Feds' computers are most super

List shows that the U.S. government is using the four most powerful supercomputers in the world

The U.S. government is using the four most powerful supercomputers in the world, according to a new list that ranks the top 500 worldwide.

Researchers at the University of Tennessee and the University of Mannheim, Germany, released the Top500 List (www.top500.org) today. Here are the top four, all located at U.S. Energy Department facilities:

    1. IBM Corp.'s ASCI White machine at Lawrence Livermore National Laboratory.

    2. Another IBM supercomputer — used to simulate gasoline combustion — at the National Energy Research Scientific Center.

    3. Intel Corp.'s ASCI Red at Sandia National Laboratories.

    4. IBM's ASCI Blue at Lawrence Livermore.

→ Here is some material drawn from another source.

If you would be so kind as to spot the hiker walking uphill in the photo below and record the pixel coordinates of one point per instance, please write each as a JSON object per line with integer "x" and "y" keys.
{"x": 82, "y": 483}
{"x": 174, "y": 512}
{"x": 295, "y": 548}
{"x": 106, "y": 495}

Federal agencies are housing half of the top 50 most powerful supercomputers, including eight of the top 10.

IBM dominates the overall list with 201 of the world's 500 most powerful supercomputers and also leads the federal market, having produced 15 of the government installations that finished in the top 50.

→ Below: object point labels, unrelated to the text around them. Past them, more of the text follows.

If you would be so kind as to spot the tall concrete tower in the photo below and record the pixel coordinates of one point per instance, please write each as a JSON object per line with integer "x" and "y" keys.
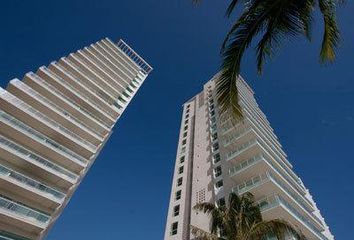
{"x": 216, "y": 157}
{"x": 53, "y": 125}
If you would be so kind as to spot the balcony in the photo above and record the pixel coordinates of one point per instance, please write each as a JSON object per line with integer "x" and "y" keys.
{"x": 37, "y": 120}
{"x": 258, "y": 164}
{"x": 50, "y": 92}
{"x": 28, "y": 136}
{"x": 276, "y": 205}
{"x": 52, "y": 110}
{"x": 36, "y": 164}
{"x": 145, "y": 67}
{"x": 106, "y": 58}
{"x": 34, "y": 185}
{"x": 106, "y": 66}
{"x": 255, "y": 147}
{"x": 266, "y": 183}
{"x": 84, "y": 89}
{"x": 119, "y": 54}
{"x": 105, "y": 50}
{"x": 22, "y": 216}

In addition to Intel's lone government entry in the top 50, Cray Inc., Silicon Graphics Inc. and Compaq Computer Corp. have government machines in the top 10 percent of the list. Sandia is in at No. 42 with a self-made machine.

Researchers use the Linpack benchmark to formulate the Top500 List. The benchmark "allows the user to scale the size of the problem and to optimize the software in order to achieve the best performance for a given machine," according to the Top500 Web site (www.top500.org/lists/linpack.html).

This does not reflect the "overall performance" of a given system, but does reflect the "performance of a dedicated system for solving a dense system of linear equation." The benchmark winds up providing a comparable set of performance numbers across all computers.